さらに、より長時間の運動の効果が、POMCニューロンで観察された。このニューロンが活性化されるとグルコース代謝が改善する。レプチン受容体と呼ばれるたんぱく質が発現している場合にも、活性はより長時間持続したという。
先行研究において、メラノコルチン系は摂食および絶食によって変化することが報告されていたが、運動との関係は示されていなかった。 今回の結果は科学的な理解を深めるだけでなく、糖尿病などの患者におけるグルコース代謝の改善のための新たな治療法を探索する上で、従来とは異なる手段の可能性を示唆するものでもあるという。
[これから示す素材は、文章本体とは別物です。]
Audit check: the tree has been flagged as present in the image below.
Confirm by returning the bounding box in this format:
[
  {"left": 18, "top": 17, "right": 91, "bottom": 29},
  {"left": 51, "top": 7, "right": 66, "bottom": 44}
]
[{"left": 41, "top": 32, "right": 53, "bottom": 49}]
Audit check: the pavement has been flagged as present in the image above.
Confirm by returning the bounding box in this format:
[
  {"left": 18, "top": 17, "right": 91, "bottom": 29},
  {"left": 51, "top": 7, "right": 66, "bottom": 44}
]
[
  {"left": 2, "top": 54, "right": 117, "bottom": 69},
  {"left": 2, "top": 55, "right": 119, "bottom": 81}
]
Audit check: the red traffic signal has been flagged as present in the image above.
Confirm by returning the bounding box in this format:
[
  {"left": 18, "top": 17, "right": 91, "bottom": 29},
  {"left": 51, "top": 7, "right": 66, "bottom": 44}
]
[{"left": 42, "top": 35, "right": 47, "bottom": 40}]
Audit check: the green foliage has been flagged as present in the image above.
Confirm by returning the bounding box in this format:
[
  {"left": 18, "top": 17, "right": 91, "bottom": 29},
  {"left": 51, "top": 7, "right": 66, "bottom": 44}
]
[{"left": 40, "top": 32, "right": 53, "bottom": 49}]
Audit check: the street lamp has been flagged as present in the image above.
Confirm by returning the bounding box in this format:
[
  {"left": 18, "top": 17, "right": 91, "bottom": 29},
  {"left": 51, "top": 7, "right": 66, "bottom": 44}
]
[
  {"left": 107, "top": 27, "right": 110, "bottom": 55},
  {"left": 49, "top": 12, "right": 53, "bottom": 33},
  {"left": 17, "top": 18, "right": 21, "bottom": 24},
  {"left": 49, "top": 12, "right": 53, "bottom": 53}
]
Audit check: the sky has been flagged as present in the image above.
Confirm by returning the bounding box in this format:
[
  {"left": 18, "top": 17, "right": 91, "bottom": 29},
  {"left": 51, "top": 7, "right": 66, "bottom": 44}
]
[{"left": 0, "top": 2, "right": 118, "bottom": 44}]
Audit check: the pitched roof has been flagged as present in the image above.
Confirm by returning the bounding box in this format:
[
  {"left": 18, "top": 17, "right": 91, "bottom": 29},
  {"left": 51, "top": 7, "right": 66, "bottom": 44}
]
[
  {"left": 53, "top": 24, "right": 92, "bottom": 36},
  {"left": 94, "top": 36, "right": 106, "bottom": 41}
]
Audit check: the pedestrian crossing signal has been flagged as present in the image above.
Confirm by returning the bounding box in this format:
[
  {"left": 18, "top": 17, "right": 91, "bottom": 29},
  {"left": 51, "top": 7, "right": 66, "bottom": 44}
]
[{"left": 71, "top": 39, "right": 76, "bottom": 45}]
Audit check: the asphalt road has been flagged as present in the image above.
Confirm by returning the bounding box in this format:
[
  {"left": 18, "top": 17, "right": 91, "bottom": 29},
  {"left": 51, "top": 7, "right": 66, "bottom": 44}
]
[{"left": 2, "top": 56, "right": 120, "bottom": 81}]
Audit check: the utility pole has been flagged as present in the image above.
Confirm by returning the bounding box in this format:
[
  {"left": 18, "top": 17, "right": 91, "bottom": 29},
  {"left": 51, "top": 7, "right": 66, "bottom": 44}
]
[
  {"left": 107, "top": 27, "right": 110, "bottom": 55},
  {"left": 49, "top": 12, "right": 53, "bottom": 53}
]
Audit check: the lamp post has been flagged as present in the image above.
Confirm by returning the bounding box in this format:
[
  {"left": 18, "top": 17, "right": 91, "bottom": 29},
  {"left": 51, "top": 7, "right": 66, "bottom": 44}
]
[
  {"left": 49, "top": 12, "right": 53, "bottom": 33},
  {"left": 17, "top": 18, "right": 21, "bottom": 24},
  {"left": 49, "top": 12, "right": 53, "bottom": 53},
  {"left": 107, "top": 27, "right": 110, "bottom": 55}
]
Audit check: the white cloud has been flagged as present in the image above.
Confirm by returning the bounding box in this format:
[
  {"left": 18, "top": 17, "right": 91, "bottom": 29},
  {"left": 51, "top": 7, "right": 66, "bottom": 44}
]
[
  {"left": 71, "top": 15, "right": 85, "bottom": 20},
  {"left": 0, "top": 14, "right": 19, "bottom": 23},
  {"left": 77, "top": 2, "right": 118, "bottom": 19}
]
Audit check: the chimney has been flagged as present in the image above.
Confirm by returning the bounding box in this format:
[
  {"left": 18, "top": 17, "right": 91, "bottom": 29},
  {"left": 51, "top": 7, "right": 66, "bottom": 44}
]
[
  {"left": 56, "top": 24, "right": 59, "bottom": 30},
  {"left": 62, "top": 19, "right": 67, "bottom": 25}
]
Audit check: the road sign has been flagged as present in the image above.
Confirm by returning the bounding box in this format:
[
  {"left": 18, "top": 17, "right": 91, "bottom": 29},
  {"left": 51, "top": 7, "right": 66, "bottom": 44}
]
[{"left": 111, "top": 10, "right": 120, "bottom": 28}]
糖尿病は、我が国でも予備群も含めると1,400万人と人口の1割を大きく超えており、世界中で早急な解決が待たれる公衆衛生上の重要課題である。 「メラノコルチン系ニューロンを活性化することは、特に血糖値の制御を改善する必要のある糖尿病患者の治療には有益だと思われます」とウィリアムス博士は語っている。 |
研究チームでは、メラノコルチン系ニューロンが運動で活性化されるメカニズムを明らかにする次の研究を計画中である。
「この研究は単にフィットネスを改善させるためだけのものではありません」とウィリアムス博士は語っている。「運動と神経ネットワークの関係についての理解を深めることは、グルコース代謝をより良く制御するための可能性を秘めているのです。」